Ghana's Resident Minister to Guinea
- In office 1964–1966
- Appointed by: Kwame Nkrumah
- Preceded by: Kweku Budu-Acquah
- Succeeded by: Legation closed

Personal details
- Occupation: diplomat

= D. K. Kulevome =

Ghanaian diplomat

Dziewoanu Kwaku Kulevome was a Ghanaian educationist and diplomat. He served as Ghana's Resident Minister to Guinea from 1964 to April 1966, following the overthrow of the Nkrumah government. Upon his return to the Ghana International Airport, his briefcase was snatched and his documents scattered. He was then asked to run barefooted until his feet bled. According to diplomatic sources, this punishment was meted out to him by the military junta for greeting Nkrumah when he arrived at the Conakry Airport after his overthrow.
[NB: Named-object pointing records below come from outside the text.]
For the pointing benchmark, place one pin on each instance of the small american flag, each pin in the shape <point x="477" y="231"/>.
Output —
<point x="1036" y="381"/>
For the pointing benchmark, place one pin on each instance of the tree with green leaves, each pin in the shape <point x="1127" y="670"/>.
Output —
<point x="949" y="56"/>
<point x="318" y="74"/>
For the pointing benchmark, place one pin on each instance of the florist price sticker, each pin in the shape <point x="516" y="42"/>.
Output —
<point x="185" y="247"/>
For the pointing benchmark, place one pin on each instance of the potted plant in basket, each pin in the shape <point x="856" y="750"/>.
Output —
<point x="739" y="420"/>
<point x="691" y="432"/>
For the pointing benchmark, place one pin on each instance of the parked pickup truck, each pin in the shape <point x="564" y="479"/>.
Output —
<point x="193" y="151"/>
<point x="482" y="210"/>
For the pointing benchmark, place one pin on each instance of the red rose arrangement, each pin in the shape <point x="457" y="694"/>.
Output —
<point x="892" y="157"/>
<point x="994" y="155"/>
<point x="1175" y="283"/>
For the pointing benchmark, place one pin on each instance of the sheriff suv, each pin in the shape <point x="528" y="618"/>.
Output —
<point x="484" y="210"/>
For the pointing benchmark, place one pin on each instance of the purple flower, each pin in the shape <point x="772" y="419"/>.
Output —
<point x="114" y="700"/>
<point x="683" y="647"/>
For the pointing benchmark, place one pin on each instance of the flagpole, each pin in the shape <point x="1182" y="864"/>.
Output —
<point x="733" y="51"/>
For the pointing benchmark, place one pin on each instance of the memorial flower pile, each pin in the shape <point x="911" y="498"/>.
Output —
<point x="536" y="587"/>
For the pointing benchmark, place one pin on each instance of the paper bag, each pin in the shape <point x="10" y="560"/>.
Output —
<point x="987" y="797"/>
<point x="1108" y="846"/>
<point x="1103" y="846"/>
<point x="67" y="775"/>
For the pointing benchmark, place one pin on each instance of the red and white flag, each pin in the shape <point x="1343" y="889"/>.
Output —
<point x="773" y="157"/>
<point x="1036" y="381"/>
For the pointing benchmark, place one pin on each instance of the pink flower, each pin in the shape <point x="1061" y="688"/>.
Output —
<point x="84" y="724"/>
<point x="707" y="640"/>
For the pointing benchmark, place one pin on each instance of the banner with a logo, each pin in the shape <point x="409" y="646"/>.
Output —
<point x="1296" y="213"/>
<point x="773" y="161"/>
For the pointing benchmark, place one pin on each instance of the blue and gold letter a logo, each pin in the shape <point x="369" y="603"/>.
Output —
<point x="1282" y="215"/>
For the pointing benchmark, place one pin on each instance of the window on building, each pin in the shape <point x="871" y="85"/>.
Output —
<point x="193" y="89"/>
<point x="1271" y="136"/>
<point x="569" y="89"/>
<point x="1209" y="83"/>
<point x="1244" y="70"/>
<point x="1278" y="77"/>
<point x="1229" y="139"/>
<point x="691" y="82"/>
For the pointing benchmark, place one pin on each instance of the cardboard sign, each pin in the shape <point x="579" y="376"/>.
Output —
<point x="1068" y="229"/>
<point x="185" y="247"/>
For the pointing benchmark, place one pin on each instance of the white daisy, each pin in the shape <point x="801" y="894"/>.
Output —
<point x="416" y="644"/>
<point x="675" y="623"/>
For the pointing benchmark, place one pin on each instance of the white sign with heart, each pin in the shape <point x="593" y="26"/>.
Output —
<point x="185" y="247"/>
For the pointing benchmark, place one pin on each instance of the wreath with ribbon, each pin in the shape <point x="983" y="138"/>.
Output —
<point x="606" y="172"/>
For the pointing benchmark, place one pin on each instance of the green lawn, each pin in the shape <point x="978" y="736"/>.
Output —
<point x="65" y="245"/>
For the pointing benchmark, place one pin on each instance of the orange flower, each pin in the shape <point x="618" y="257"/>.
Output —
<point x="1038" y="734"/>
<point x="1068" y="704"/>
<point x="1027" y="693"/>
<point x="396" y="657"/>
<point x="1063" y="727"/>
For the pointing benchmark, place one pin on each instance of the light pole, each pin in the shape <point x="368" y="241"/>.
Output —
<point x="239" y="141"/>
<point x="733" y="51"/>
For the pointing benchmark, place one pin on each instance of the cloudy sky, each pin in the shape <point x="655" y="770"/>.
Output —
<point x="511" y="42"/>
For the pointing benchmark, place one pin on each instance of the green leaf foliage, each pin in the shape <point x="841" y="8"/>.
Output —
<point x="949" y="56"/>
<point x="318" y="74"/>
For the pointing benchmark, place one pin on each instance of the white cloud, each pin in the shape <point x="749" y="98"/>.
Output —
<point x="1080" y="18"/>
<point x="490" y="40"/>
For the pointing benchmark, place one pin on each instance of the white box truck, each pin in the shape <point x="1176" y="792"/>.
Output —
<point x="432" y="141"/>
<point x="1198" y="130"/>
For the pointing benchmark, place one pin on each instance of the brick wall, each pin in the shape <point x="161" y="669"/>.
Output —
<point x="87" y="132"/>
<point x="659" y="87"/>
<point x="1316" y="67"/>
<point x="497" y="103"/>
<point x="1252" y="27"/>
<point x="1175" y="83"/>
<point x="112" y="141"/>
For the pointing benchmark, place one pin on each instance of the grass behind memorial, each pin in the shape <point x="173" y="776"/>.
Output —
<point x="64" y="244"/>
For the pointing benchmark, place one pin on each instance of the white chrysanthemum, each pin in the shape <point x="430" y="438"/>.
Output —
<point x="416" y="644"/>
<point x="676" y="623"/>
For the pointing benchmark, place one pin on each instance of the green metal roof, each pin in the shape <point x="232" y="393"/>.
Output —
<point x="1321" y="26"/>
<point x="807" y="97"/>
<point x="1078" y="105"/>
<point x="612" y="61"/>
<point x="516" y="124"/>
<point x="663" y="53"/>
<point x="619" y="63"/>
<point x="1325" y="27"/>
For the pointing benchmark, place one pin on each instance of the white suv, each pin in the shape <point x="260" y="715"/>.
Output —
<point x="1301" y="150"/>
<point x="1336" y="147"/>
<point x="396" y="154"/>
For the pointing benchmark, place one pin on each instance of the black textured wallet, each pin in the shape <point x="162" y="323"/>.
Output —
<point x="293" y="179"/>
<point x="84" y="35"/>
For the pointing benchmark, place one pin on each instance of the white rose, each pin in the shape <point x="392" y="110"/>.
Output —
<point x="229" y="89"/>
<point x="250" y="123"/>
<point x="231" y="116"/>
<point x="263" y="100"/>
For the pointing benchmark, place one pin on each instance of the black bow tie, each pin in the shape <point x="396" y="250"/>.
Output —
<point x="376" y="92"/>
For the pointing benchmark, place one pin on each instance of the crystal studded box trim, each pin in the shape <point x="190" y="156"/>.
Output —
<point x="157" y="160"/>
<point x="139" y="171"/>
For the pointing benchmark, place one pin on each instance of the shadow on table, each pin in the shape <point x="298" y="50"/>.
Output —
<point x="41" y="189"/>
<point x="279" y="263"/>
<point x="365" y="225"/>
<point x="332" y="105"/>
Kulevome was the only Resident Minister to Guinea who was not affiliated with the Convention People's Party. The basis for his appointment being approved was his adequate proficiency in the French language.

Following the overthrow of the erstwhile government, he was appointed Ghana's Consul General in Osaka, Japan in August 1966.

Prior to his appointment, he was an officer at the African Affairs Secretariat. Before entering the Ghanaian Foreign Service, Kulevome was a teacher. He had taught for a period of about twelve years.